ABC management, Rangiah found, had been thrown into “a state of panic” by the complaints. The court heard that the night of Lattouf’s first day of employment, David Anderson, the ABC managing director, had begun trawling through her social media posts.
He texted the ABC’s chief content officer Chris Oliver-Taylor, “I think we have an Antoinette issue.” Her “socials are full of anti-Semitic hatred,” Anderson asserted. Under conditions where Israel was carrying out the ethnic cleansing of Gaza through mass murder, Anderson absurdly wrote: “I’m not sure we can have someone on air that suggests that Hamas should return to their ethnic cleansing in Gaza and move onto the West Bank.” Those statements were utterly false and of a highly political character.
As the Zionist lobbyists continued their campaign, Ita Buttrose, the chair of the ABC’s board, emailed Anderson that she was “over” receiving the complaints. Of Lattouf, she asked, “Can’t she come down with flu or COVID or a stomach upset? We owe her nothing.”
On the afternoon of the third day of her position, Lattouf was sacked, ostensibly because of the Human Rights Watch post. Rangiah found that Oliver-Taylor had carried out the dismissal, but that Anderson had made a “material contribution” through his labelling of Lattouf as antisemitic.
In the hearings, the claims of ABC management that Lattouf had been given a “direction” not to post anything to her social media related to Israel or Gaza were exposed as false. Lattouf’s immediate manager, who had supposedly issued that “direction,” said that it had simply been informal advice. In the course of the hearings, other elements of the ABC’s defence similarly collapsed, with senior managers unable to substantiate hazy suggestions that Lattouf had violated the broadcaster’s editorial or social media policies.

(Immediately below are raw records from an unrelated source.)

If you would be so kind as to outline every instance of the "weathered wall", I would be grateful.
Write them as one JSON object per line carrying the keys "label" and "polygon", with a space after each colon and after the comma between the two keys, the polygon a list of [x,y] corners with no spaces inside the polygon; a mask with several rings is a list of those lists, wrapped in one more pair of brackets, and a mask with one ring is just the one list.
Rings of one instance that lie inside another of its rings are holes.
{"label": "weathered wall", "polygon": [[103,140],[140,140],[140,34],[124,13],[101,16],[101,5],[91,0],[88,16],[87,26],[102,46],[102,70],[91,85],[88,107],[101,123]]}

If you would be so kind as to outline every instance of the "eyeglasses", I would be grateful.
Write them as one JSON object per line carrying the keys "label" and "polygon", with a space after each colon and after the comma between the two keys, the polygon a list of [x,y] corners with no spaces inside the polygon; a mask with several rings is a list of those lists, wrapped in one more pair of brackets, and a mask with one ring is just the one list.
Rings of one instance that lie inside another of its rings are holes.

The ABC’s defence combined elements of the absurd with patently anti-democratic arguments. The ABC initially claimed that it had not sacked Lattouf, because she had only been employed in a fill-in position. In Orwellian fashion, it asserted that the prohibition on firing someone because of political opinion only covered opinions privately held, not opinions publicly expressed.
In an X post yesterday, one of Lattouf’s senior legal representatives, Josh Bornstein, stated that the ABC had rejected an offer of a settlement in July 2024, very similar to the eventual Federal Court judgment, for an apology, $85,000 in compensation and five radio shifts. He surmised that the ABC had proceeded with the court action, so as to effectively “blacklist” Lattouf.

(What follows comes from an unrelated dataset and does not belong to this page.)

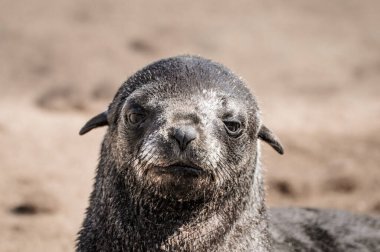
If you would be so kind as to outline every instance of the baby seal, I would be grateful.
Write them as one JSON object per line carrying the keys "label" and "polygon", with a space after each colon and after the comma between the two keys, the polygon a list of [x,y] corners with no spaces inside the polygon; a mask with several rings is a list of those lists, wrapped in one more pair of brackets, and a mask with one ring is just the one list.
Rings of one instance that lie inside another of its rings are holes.
{"label": "baby seal", "polygon": [[[254,96],[195,56],[131,76],[80,134],[108,126],[77,251],[271,251]],[[281,222],[281,220],[279,220]],[[291,251],[291,250],[290,250]]]}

The case has further exposed the extensive erosion of democratic rights, associated with the Gaza genocide. As they support genocide, imperialist governments around the world, led by Labor in this country, are enacting measures that have historically been associated with dictatorships.
This year, both the federal government and the NSW Labor administration passed sweeping “hate speech” legislation, potentially outlawing strident condemnations of Zionism, on the pretext of a “wave of antisemitic” graffiti incidents, which were later exposed as a hoax. The NSW laws could be used to ban all protests, by vaguely barring demonstrations anywhere in the proximity of a place of worship.
The attacks go beyond the immediate issue of Gaza, as significant as that is. As the WSWS has insisted, the genocide is one component of a developing global war, including the US-Israeli onslaught on Iran, Washington’s proxy war with Russia in Ukraine and the advanced preparations for a catastrophic conflict with China in the Indo-Pacific.
The fight against war and dictatorship requires the independent mobilisation of the working class, in Australia and internationally, against the ruling elites, their governments and a capitalist system that is once again vomiting up the barbarism of the 1930s, from genocide to authoritarianism and world war.